先程の医務室で貯蔵庫から貰った(奪った)回復ポーションを飲み、HPゲージを全回復させる。中級でも50は回復するから有り難い。
愛瑠は…まぁ、大丈夫か。なんとか持ちこたえているみたいだし。
普通に僕たちは可怪しい。ゲームとはいえ、相手を殺すには抵抗があるはずだ。なのに自己防衛とはいえ、相手を殺せるのは高校生にしては流石だと思う。
まぁ、僕は昔、色々あったけど…
「終わったわよ。なんかクセが強い相手だったけど。」
「無傷か。流石だな。まぁ、そんだけの足の速さがあればな…」
「三人だけだったしね。そっちは三十五人相手してるとか異常な
言葉を遮るように爆発の音が想像を絶する音で響く。
一瞬、光と音で意識が持ってかれそうになったが、舌を噛み、なんとか意識を保つ。酷い耳鳴りがするが、鼓膜が破れる程ではなかった。
「あああっ…痛い…」
愛瑠が耳から血を流す。あ…獣人は聴力が発達しているから、被害が出たのか。
「大丈夫か!?クソ…まだ【全快】のスキルが溜まってねぇ…」
気絶した愛瑠を抱える。そういえば、あっちには快が行っていたはず…
巻き添えになっていないかを確認するため、体を向ける。
「……やっべ……」
快は無事だった。だが、明らかに可怪しい。服装が違う。だが、あの服装は見たことがある。あれは…

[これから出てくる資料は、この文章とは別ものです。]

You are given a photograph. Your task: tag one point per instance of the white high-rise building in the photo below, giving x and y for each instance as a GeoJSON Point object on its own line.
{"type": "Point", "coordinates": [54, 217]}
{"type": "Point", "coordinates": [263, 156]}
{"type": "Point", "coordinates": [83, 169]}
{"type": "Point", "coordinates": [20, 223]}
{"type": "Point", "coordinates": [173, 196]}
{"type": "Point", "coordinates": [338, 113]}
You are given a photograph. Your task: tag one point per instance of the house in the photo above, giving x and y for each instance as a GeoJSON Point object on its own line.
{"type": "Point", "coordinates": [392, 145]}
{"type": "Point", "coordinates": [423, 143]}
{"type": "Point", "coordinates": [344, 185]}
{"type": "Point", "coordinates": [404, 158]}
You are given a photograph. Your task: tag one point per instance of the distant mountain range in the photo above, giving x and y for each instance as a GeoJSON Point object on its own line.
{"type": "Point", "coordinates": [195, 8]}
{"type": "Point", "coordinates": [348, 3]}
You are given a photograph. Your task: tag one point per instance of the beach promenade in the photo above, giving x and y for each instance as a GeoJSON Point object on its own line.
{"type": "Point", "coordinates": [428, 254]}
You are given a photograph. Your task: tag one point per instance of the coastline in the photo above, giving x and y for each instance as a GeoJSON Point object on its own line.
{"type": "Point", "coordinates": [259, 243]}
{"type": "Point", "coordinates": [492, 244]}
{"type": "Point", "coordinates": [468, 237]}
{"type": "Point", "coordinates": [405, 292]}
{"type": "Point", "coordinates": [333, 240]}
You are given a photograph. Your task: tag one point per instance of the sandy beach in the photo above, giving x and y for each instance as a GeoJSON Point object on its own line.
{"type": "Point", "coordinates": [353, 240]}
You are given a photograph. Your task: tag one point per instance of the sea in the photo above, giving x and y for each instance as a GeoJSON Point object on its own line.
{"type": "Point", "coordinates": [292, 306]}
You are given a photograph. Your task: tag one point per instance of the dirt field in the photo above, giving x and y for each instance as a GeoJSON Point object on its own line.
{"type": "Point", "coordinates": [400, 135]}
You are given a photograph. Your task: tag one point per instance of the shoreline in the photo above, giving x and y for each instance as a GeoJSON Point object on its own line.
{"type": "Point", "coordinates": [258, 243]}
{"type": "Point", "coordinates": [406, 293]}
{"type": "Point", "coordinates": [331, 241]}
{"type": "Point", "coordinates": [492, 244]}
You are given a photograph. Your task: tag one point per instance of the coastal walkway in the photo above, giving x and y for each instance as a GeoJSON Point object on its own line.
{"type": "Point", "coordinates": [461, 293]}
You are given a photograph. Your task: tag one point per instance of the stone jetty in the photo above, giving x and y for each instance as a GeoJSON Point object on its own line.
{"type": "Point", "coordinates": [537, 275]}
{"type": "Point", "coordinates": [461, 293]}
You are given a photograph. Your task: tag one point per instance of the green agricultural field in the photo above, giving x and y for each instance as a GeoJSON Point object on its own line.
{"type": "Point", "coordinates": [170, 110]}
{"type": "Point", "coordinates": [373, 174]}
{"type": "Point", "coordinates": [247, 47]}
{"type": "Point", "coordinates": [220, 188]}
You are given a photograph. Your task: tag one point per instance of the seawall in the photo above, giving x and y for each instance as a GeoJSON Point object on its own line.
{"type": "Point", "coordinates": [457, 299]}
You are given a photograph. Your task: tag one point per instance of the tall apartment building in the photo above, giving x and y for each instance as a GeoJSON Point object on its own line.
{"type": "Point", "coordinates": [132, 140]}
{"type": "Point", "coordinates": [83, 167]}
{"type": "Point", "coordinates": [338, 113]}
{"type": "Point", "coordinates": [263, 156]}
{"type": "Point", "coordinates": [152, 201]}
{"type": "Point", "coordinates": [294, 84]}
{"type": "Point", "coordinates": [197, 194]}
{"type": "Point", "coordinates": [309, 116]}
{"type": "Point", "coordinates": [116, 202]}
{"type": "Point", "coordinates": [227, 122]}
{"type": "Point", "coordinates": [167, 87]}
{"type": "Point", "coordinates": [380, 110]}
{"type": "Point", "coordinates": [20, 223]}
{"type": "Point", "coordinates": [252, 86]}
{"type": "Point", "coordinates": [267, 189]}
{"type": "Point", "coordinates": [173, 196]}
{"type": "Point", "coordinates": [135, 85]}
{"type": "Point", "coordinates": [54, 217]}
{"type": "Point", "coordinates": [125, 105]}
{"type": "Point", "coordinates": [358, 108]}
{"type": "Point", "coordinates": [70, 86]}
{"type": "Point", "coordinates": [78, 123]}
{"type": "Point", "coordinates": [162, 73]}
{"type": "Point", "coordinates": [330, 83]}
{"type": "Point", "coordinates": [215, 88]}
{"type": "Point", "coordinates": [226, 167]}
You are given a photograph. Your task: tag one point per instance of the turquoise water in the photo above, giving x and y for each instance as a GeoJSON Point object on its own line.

「同化…しやがったのか?でも…徐々に体を蝕んでいくはずなんだが…」
ちょうど、愛瑠が起きる。だが、鼓膜はやられているらしく、彼女が話す言葉もどこか辿々しい。
「なんれ、こうなっれるの?かいがおかしぃし」
「なぁ、鎌見えるか?かま。」
快が見えるのなら鎌も見えるだろうと、口の動きが分かるようにゆっくりと話す。すると、察してくれたのか、それに答える。
「かま…?なんのへんれつもないけお…」
「え?魂が書いたりしてない…?」
「へ…?いっさぃかいてないへど…」
どういうことだ…?だが、愛瑠が見えないほど僅かしか残っていない可能性があるため、スキルを奪おうとする。一旦快の体の中に居たからスキルを譲渡したり、奪ったりしたりすることが可能なのだ。
死神を選択して取ろうとする。だが、
「拒否…だと…?もしかして、あいつ…」
適応しやがった…?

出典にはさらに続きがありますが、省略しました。